Tsingtao plans threesome with Suntory and Asahi
Anyone into threesomes? Apparently, naughty Tsingtao is wanting to pull Japan’s Suntory into its bed while Asahi is fearing it will have to relinquish the pillow. That’s the more colourful interpretation of what is currently happening at Tsingtao, China’s number two brewer, in which Asahi has a 20 percent stake.
In early June this year, Suntory announced that it will set up a joint venture with Tsingtao for the production and sale of their brands. The 50:50 joint-venture is geographically limited to Shanghai and the neighbouring Jiangsu province, it was reported.

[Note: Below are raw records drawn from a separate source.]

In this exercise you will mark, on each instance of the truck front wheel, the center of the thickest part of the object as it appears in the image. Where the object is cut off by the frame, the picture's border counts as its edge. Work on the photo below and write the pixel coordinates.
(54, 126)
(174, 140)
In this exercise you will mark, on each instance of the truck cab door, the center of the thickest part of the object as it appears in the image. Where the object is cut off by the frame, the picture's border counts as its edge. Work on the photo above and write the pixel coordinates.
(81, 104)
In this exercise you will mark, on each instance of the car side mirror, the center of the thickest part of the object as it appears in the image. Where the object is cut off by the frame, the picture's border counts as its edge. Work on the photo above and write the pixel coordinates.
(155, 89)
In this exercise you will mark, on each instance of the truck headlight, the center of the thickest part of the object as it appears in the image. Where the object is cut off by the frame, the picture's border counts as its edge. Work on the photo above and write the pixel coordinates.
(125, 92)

The two brewers will put factories and sales networks in these areas under one umbrella.
Suntory, which established its presence in China in 1984 and began selling its branded beer in 1996, holds the largest stake in Shanghai’s beer market. As a result of the new partnership with the Chinese brewery, Suntory will also lead the market share in Jiangsu.
Meanwhile, rival Asahi, which bought 20 percent of Tsingtao’s stock in 2009 from AB-InBev, is one of the brewer’s largest shareholders. The company is negotiating with Tsingtao to use its distribution networks across China as an expansion route for Asahi’s products.

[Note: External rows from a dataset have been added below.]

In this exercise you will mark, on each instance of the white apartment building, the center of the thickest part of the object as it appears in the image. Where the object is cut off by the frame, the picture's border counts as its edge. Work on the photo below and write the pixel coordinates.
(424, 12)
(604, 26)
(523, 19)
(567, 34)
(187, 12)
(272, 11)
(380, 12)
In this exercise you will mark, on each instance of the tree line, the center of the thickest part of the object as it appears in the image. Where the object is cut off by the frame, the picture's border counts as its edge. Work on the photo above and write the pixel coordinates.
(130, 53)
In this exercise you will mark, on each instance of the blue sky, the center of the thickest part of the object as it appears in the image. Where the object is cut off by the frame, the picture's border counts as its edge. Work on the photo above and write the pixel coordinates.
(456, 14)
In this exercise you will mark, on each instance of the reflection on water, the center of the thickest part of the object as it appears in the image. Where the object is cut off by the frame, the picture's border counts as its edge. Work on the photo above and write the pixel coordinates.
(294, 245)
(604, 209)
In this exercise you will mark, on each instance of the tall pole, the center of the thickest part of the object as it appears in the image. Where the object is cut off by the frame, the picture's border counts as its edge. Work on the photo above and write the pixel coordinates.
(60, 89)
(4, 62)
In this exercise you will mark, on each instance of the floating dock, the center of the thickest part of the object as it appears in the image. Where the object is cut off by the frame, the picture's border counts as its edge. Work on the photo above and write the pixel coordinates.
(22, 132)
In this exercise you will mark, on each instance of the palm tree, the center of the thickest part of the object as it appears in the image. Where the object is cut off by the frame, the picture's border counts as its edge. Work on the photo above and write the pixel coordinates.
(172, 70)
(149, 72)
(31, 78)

Japanese media say that both Asahi’s and Suntory’s own ventures in China have been loss-making in recent years. To both, a tie up with Tsingtao would make sense – individually, yes, but not as unwilling bedfellows.
Because of the Chinese market’s low profitability, the two other major Japanese brewers, Kirin and Sapporo, have in recent years reduced the scope of their businesses.